De toute façon je pense que l’important c’est de vivre bien, d’être heureux, d’être dans le calme, la sérénité, et surtout beaucoup de protection, à tout point de vue, qui nous permettra de mieux vivre au quotidien. Et c’est vrai que dans mes différentes casquettes aujourd’hui, c’est que du bonheur de pouvoir transmettre, échanger, de parler des courses qui se sont produites les weekend précédents, de voir ces chutes, ces violentes chutes que peuvent subir encore aujourd’hui les pilotes. Sans toute cette protection technologique, je pense que les pilotes seraient dans de sales états donc ça nous permet encore de voir que la compétition est un vrai laboratoire et pas uniquement sur la moto mais aujourd’hui sur la protection des pilotes. Le corps c’est notre carapace et on se doit d’avoir les meilleures protections pour pouvoir rouler de manière sereine sur les 2 roues.

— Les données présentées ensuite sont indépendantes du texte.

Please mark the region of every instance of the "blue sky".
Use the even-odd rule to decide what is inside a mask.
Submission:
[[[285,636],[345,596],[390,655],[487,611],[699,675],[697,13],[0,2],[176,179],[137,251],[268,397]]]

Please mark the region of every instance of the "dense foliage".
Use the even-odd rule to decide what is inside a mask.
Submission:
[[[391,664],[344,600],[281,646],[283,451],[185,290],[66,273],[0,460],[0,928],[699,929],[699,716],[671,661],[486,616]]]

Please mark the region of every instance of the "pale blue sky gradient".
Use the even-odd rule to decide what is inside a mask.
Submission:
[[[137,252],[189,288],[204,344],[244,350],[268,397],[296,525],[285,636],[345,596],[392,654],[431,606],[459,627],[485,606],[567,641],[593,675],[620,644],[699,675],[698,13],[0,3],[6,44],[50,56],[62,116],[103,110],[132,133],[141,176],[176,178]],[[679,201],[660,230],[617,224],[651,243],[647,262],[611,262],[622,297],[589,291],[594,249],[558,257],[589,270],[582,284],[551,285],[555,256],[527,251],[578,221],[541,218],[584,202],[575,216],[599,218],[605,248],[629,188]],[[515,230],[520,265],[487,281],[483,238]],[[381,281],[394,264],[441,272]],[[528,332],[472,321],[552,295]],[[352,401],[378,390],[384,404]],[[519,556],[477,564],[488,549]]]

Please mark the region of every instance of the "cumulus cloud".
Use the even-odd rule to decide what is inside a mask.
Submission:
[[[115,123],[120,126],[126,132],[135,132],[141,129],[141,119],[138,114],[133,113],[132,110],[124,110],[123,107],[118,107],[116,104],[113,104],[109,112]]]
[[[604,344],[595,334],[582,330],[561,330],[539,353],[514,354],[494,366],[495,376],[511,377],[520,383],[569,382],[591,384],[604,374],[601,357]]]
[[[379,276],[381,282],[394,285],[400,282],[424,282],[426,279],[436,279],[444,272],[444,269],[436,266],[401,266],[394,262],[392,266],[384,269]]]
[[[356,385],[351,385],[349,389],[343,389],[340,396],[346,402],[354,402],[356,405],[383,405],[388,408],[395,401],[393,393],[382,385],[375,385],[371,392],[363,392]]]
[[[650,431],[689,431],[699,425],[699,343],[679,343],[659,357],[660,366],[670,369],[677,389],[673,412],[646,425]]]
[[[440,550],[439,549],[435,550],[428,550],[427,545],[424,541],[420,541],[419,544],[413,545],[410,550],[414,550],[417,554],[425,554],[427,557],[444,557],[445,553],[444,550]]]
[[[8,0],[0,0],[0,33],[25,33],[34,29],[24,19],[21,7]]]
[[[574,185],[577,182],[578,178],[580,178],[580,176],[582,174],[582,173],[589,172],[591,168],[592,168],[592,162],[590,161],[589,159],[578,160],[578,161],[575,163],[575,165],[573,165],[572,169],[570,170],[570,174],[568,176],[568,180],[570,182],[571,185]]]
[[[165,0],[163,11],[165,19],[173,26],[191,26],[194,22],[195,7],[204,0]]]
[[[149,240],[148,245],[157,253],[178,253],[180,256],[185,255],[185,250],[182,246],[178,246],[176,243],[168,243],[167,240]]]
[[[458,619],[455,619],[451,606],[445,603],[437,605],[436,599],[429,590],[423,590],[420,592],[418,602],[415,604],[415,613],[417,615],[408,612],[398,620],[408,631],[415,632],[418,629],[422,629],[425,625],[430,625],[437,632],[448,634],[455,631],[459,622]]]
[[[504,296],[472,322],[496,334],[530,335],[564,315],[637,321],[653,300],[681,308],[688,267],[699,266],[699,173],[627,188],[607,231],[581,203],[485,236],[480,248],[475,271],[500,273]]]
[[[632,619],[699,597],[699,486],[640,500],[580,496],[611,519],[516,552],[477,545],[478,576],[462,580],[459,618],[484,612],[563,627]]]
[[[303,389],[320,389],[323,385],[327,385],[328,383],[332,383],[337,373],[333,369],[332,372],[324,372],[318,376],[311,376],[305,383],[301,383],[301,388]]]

La chute peut causer des dégâts très graves et ça n’arrive pas qu’aux autres et il faut se le dire tous les jours et quand on monte sur un 2 roues, on est vulnérable et, selon moi, on doit avoir les meilleures protections possibles comme ça on est beaucoup mieux dans sa tête.

Je pense que j’ai réappris à marcher 3 fois dans ma vie et ça c’est pas très rigolo. Quand on te met debout, qu’on te sors du lit à l’hôpital et que tu réapprends à marcher, que tu ne sais plus faire les pas, c’est compliqué et que derrière ça il va falloir remonter sur une moto. Crois moi bien que tous ces éléments de sécurité, je ne les prends pas à la légère. T’as un contrat et les gens t’attendent pour une chose, c’est pour remonter sur la plus haute marche.

Aujourd’hui avec ce recul, une carrière avec des titres, des chutes. Quand on voit qu’un impact de la chute peut être à l’instant T, ça peut faire perdre du temps…..

C’est de toute façon une frustration. Les pilotes on aime pas tomber, on perd du temps. Ca peut être une faute du pilote mais derrière tu as parfois des conséquences graves. Après les chutes, il faut savoir se reconstruire. Parfois, tu n’y arrives pas, parfois ça prend des mois et les séquelles sont parfois aussi très lourdes de conséquences. Pour moi aujourd’hui, ma génération de pilotes et mon futur, je ne me vois pas rouler sans le meilleur airbag, sans la meilleure protection. Et c’est aussi ce message que je veux et que je tiens à faire passer chaque weekend avec mon rôle de coach, d’instructeur. C’est le point pour moi le plus important et on ne doit pas négliger ça parce que la santé n’a pas de prix. La moto doit rester un plaisir et puis surtout si on a envie d’en refaire dans de bonnes conditions parce qu’on aime bien rouler sur circuit pour certains, mais croyez moi qu’en dehors il y a pleins de pilotes ou des personnes qui vont venir prendre des cours sur circuit qui  adorent rouler sur la route. Donc sur la route comme sur circuit on doit bien s’équiper.

Pour moi aujourd’hui, tout ça c’est un sens logique que ce soit sur circuit comme sur route. Je me dois d’utiliser les meilleures protections, c’est ce qui va amener le calme en moi, la sérénité. J’ai cette passion pour le 2 roues et je ne me vois pas rouler sans la meilleure protection. J’ai assez donné dans ma carrière avec des blessures qui auraient pu certainement être évitées en utilisant l’airbag à ce moment-là. Cette avancée technologique aujourd’hui, on ne peut pas s’en priver, on va continuer de donner du sens à tout ça et d’expliquer aux personnes que c’est un élément de sécurité qu’on ne doit pas négliger.